🍞 Get records that may / may not have GLUTEN FREE but not just GLUTEN


#1

I’m developing a product that helps restaurants serve customers with food allergies - the mission is to hide foods that have certain allergens from search results so that customers cannot see or order those items. To achieve this I originally thought I should label each food item with boolean fields for the type of allergens it contained. So, for example, the 8 ingredients that cause 99% of allergens are Egg, Fish, Milk, Peanut, Shellfish, Soy, Tree nuts, and Wheat so each record would have the following fields:

image

But there’s a couple problems with this approach:

  • Food vendors don’t label foods this way
  • It’s time consuming / costly to label it this way since I have over 240,000 food products
  • The approach breaks apart if a new allergen needs to be flagged later (since all products would have to be reviewed for the allergen)

So I think the smarter and more flexible way to complete my mission is to use a search engine since:

  • My records already contain searchable ingredients, and
  • New allergens / unanticipated filtering constraints can be flexibly handled

I’ve already indexed the ~240k records in Algolia where each record has a list of ingredients and I’m able to exclude specific records from a search by using the Advanced search syntax

image

Now say a user wants to avoid gluten and dairy products:

image

  1. How can I structure a search to exclude records that contain gluten… that is, how do I show the records that may contain gluten free but that do not contain gluten, bread, wheat, barley, and rye?
  2. How can I chain together multiple queries like the one above to filter out multiple allergens, like say gluten AND dairy AND something else?
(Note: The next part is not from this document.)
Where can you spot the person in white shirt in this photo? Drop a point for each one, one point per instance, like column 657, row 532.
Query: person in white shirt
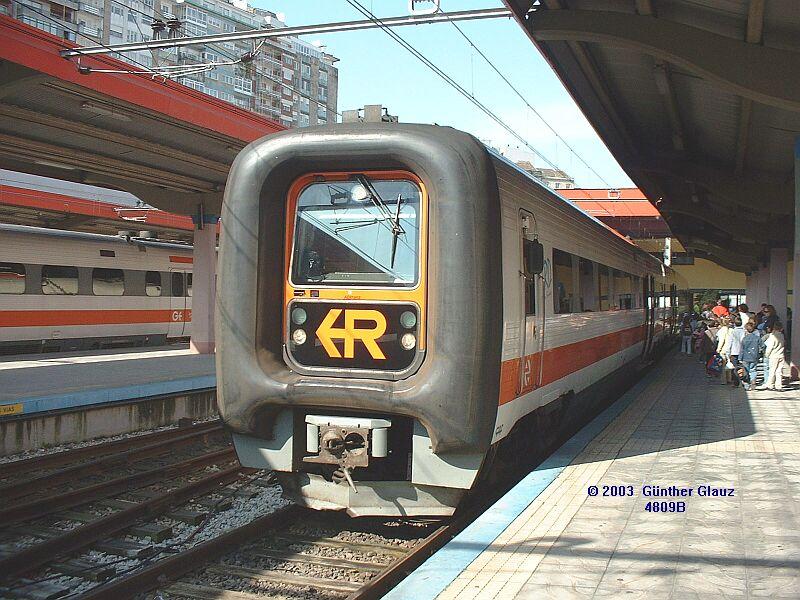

With advanced querying it is possible to search

vegetarian -gluten (give me vegetarian food without gluten… INCLUSIVE+EXCLUSIVE) or
-gluten (give me any food without gluten… SINGLE EXCLUSIVE)

But it is not possible to search

-gluten -soy -peanut (give me any food without gluten, soy or peanut… MULTIPLE EXCLUSIVE).

As documented here the way to implement a MULTIPLE EXCLUSIVE search is to use faceted search for queries. So, my last question;

  1. How can I satisfy my first two questions in the event that the user wants a MULTIPLE EXCLUSIVE search? Would faceting still be able to handle this and if so how do I implement that?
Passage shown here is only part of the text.